The July 2015 Budget changes to mortgage interest relief will, for some landlords, create significantly higher tax bills. This article explains what tax-planning options are available, and the benefits and issues of each.

Firstly, don't panic…
Landlords are currently able to offset all their finance interest against their rental profits, before calculating their rental profit and therefore tax bill. This will remain the case for the 2016 and 2017 tax years.
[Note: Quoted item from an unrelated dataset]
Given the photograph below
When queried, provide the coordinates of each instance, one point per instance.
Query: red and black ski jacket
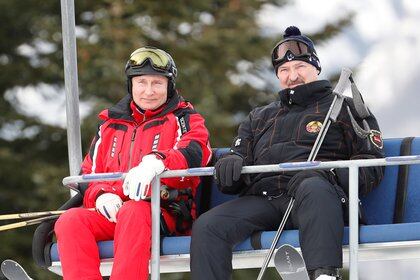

Many landlords have not yet filed their 2015 tax returns, and so will be filing three years of tax returns (year ended 5 April 2015, 5 April 2016, 5 April 2017) before the impact of the mortgage interest changes are seen.  

This leaves almost two full tax years to plan for the mortgage interest relief 'new world', and even in the first tax year (2018) affected, the change is being phased in slowly i.e. this isn't a sudden 'Big Bang' immediate change.  
So the message is…now is the time to plan and put in place tax-planning options that are appropriate for your scenario - but knee-jerk reactions aren't required.

Options to reduce the impact of forthcoming changes to mortgage interest relief
Firstly, assess the extent to which you are affected by the changes - or log onto our website and use our Mortgage Interest Relief Calculator to run some calculations using your portfolio and income details. For those affected, either:
1. The changes push you - a Basic Rate taxpayer - into the Higher Rate band = so a 'medium' tax bill results (this is the category with the most people affected)
Or,
2. You are a Higher Rate taxpayer = and so 'high' tax bill results from the changes.